Here's a fascinating book I picked up in Kailua a couple of weeks ago.
I love the science of geology. In fact, I love science in general. Not as much as the Bible, but close. Neither can be safely ignored. I was reminded of this fact while reading Psalm 19 this morning. Some have called this the greatest Psalm in the Psalter. I can't get enough of it. Here's how I would summarize its content.

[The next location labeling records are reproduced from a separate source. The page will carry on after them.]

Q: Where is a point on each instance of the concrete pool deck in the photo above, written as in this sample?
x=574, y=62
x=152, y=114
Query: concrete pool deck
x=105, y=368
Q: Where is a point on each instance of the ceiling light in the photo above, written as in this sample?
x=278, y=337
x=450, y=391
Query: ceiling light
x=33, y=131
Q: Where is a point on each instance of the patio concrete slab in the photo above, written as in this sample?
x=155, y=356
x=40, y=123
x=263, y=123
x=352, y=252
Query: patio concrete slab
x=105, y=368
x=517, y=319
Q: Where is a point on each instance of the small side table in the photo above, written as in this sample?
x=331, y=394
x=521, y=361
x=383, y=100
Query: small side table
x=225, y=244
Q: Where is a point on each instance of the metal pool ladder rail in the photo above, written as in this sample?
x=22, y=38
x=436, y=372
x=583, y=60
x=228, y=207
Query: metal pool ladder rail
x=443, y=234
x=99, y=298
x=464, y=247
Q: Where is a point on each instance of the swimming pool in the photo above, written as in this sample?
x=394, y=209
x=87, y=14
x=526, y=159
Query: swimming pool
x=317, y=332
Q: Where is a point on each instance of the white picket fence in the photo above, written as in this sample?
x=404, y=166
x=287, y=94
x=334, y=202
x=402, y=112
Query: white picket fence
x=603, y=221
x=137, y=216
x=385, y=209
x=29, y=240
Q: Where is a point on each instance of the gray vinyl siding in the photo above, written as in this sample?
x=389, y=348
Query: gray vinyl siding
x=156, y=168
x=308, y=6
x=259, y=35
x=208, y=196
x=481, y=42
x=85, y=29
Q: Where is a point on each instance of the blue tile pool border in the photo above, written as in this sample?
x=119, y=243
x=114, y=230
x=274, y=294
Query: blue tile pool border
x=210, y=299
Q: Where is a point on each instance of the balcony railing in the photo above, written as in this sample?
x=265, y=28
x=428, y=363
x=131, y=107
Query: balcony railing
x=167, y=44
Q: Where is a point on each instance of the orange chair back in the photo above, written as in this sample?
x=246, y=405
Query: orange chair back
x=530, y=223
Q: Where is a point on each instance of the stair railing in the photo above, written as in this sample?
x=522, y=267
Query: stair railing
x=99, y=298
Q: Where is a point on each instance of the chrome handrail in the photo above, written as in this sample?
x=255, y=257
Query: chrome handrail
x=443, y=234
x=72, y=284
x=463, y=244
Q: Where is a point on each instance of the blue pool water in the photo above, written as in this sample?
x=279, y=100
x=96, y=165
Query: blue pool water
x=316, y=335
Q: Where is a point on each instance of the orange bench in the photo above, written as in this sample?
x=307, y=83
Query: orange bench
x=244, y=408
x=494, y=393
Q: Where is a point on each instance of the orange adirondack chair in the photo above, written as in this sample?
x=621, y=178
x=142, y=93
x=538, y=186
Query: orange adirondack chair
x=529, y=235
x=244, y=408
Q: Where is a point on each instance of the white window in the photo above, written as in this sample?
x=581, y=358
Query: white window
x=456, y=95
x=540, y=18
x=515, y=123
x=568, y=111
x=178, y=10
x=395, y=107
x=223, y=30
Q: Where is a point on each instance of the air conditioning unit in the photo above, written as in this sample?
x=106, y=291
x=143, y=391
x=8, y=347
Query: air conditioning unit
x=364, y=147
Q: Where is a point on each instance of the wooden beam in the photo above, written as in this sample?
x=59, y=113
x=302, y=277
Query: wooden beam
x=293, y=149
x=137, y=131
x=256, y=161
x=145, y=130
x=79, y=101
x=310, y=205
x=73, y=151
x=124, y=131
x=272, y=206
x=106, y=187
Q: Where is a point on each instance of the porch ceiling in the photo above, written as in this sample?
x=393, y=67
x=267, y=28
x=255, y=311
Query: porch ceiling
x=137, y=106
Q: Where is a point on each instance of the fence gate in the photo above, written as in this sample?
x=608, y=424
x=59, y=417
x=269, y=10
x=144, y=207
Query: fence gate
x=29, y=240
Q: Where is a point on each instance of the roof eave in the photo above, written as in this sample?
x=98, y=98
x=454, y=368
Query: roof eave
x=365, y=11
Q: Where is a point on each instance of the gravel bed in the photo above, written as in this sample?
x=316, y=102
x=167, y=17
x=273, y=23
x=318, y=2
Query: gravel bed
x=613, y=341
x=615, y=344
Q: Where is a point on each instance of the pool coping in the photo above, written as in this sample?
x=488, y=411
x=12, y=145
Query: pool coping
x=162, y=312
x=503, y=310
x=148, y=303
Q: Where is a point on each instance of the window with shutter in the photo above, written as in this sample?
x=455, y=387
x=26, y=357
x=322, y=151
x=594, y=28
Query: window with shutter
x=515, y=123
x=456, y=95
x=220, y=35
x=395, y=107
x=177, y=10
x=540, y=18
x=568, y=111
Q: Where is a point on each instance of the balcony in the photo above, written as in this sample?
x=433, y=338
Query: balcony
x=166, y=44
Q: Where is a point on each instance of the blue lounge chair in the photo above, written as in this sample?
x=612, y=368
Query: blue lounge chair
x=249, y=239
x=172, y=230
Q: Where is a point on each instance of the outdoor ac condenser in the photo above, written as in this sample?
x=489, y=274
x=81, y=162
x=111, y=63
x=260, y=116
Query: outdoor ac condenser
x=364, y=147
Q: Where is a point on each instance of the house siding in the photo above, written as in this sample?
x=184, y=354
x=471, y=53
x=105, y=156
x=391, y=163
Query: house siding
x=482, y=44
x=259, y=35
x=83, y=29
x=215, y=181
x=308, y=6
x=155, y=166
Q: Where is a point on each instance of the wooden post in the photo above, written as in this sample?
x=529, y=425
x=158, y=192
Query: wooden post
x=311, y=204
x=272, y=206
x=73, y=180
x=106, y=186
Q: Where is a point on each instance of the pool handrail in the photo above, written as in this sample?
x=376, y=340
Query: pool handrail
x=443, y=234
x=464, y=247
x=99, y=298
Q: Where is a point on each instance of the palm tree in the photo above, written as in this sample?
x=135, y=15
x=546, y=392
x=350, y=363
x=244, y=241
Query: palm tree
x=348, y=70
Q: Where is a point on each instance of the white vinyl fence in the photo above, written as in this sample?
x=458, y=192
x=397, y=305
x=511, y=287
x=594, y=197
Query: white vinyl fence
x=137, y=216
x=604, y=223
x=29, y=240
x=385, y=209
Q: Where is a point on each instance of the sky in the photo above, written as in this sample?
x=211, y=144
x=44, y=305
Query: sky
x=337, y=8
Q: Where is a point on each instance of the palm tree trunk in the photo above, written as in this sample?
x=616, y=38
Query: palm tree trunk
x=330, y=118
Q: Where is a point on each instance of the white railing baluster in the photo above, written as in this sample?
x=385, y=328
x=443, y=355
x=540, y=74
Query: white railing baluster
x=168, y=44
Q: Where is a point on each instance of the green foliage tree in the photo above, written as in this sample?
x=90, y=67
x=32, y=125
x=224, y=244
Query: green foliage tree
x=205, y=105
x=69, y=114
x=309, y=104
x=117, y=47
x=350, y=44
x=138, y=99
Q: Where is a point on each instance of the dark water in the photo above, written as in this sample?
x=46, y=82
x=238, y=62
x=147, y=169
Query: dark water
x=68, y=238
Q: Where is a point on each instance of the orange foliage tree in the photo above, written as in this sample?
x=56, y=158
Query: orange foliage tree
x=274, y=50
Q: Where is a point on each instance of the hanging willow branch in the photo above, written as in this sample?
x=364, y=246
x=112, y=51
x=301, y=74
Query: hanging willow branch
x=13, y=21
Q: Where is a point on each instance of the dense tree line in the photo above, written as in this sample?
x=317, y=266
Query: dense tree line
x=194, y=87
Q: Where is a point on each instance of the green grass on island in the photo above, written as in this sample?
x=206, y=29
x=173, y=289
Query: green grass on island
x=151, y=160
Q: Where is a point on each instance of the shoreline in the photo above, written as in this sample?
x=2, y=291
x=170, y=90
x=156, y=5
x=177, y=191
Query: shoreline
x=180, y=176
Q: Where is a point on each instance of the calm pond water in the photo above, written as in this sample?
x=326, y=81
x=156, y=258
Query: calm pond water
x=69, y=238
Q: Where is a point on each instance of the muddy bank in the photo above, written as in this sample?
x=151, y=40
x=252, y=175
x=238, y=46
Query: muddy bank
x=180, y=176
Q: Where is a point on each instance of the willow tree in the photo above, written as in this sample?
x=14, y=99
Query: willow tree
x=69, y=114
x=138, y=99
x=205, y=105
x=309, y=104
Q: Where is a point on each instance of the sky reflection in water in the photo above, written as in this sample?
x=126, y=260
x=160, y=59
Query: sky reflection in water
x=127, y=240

I marvel at the balance we find in the Bible, don't you? There is never a wedge driven between science and the Bible. God has revealed himself in the universe and in the Bible, through creation and revelation. I think many of our spiritual difficulties begin when we fail to keep these two divine self-revelations together. On the one hand, some people have great confidence in the data that God supplies in nature but seem to have no confidence at all in the second lot of data he supplies in Scripture. Equally, some Bible students are passionate about God's word but feel threatened by that other revelation of himself in nature. But we must never pit nature and Scripture against each other as antagonists. Nor should we pit science and theology against each other. There is only one God, and this God has written two books if you will. One is called the Bible, and one is called nature. I therefore find it highly ironic that there are professors of New Testament who themselves claim not to follow the Lord Jesus Christ or to believe in the Bible as God's inerrant and authoritative word on the one hand, and other New Testament scholars who will anathematize you if you attempt to integrate insights from the "secular" science of linguistics into the study of New Testament Greek. The natural and the supernatural, science and theology, belong harmoniously one with the other, and we need more patience to understand them and to seek their harmonization. We need to see them as complementary to each other, not as enemies. Linguists, for example, have taught us that the basic unit of meaning in language is not the word but the morpheme.

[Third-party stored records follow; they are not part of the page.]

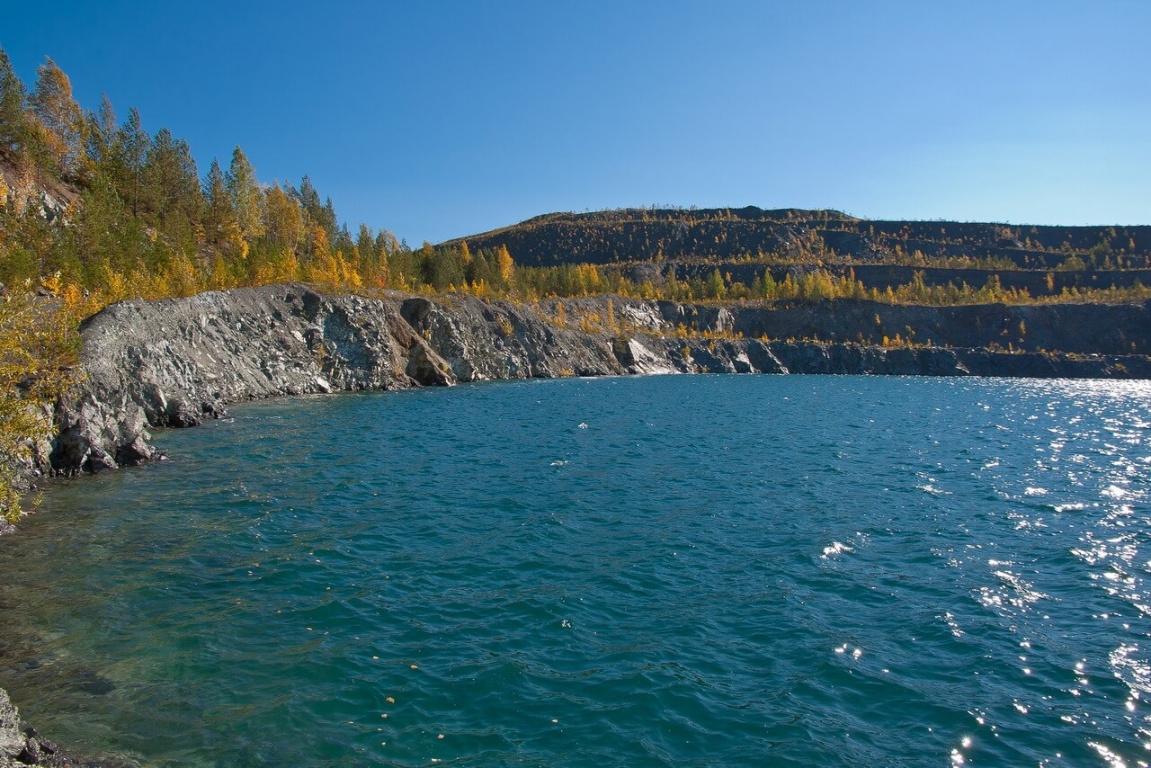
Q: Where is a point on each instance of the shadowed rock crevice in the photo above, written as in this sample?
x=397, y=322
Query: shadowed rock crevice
x=175, y=363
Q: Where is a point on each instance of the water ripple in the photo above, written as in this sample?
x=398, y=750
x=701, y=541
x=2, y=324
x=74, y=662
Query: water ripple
x=703, y=571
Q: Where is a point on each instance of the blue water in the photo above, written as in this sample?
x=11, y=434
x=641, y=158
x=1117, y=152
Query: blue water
x=671, y=570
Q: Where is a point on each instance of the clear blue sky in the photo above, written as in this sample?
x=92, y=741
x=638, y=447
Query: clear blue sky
x=439, y=119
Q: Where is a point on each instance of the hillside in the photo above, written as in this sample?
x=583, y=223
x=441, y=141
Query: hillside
x=748, y=243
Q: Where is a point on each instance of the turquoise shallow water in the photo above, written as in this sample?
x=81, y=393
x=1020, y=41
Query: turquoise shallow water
x=672, y=570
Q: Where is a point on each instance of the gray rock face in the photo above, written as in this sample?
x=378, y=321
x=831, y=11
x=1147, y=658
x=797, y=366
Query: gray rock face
x=177, y=362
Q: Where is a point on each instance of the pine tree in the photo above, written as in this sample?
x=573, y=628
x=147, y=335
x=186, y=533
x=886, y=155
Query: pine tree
x=283, y=219
x=13, y=124
x=59, y=119
x=219, y=215
x=101, y=139
x=170, y=184
x=244, y=190
x=131, y=149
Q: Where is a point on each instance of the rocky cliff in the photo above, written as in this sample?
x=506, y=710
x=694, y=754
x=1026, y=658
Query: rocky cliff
x=177, y=362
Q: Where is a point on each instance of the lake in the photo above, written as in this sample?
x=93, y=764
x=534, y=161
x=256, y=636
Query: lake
x=665, y=570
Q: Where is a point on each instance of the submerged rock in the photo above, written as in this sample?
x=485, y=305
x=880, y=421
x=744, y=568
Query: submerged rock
x=175, y=363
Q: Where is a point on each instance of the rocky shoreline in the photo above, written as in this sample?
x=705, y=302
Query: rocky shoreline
x=176, y=363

This fact can be of inestimable value when studying things like the Greek verb system.
I find that when students understand how the Greek language works, what they learn sticks with them a lot longer than if they had just memorized long lists of vocabulary and paradigms. This is why even though I am not a trained linguist I have attempted to incorporate linguistic insights into the way I teach Greek.

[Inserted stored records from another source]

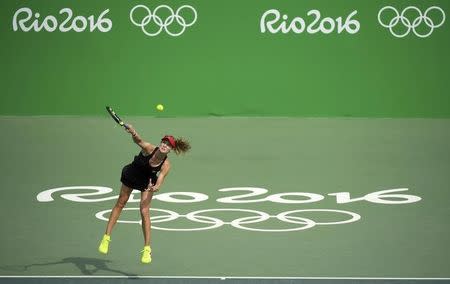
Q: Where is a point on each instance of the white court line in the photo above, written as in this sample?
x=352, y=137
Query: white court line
x=227, y=277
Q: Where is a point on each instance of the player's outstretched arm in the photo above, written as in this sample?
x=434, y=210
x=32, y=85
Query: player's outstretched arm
x=146, y=146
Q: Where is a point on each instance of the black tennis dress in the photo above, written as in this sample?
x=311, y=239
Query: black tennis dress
x=137, y=174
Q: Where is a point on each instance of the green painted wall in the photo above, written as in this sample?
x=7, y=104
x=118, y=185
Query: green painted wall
x=223, y=64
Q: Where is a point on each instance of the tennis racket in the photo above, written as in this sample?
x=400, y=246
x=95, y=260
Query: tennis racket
x=116, y=117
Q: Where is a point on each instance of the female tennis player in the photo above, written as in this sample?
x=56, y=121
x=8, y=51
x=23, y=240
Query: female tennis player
x=146, y=173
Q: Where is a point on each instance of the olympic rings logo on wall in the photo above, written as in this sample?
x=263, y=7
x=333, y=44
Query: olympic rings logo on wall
x=153, y=19
x=402, y=21
x=204, y=221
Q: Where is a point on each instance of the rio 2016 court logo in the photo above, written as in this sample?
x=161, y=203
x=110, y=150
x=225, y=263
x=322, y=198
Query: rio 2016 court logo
x=50, y=23
x=207, y=219
x=163, y=18
x=400, y=24
x=273, y=22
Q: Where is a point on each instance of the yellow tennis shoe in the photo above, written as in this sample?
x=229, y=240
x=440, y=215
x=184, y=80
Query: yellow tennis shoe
x=146, y=255
x=104, y=245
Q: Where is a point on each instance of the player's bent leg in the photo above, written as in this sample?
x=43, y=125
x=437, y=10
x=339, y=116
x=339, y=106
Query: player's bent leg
x=146, y=198
x=125, y=193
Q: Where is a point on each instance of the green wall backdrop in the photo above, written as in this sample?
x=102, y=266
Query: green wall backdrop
x=223, y=64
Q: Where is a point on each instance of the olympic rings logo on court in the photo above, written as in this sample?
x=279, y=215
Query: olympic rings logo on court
x=405, y=22
x=152, y=19
x=239, y=223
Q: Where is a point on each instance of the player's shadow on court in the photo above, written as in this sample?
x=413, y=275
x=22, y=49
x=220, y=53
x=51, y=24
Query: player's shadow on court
x=87, y=266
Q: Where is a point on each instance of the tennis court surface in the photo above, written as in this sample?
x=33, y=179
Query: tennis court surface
x=257, y=200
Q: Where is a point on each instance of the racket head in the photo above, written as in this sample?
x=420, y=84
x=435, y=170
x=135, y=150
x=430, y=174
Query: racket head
x=116, y=118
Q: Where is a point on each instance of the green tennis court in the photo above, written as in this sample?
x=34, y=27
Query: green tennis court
x=299, y=165
x=320, y=135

I refuse to drive a wedge between the art and science of linguistics and the art and science of biblical exegesis. Why should anyone do that?
As for the geology of Hawaii, I have never been content to merely enjoy the great natural beauty of the islands. I want to know the how and why of each island's formation, and books like the one I referred to above are very helpful to that end. In fact, I would go so far as to say that the Bible, as plainly read and understood, provides an accurate history of the earth. I am amazed at the logical consistency between the empirical evidence and the plain reading of the Bible as history. That's why in college I wrote my term paper in my geology class at Biola on "The History of the Hawaiian Archipelago from a Recent Creationism and Flood Cosmology." That study had a profound impact on my perception of science and, in particular, the alleged incompatibility between science and the Bible when it comes to geological formations.
Science is not inerrant like the Bible is. The work of modern scientists is purely human work. But this does not mean that scientific investigation is not legitimate. Only the Bible is infallible because it is the word of God. But God is still the author of the book of nature, and we would be foolish to ignore it.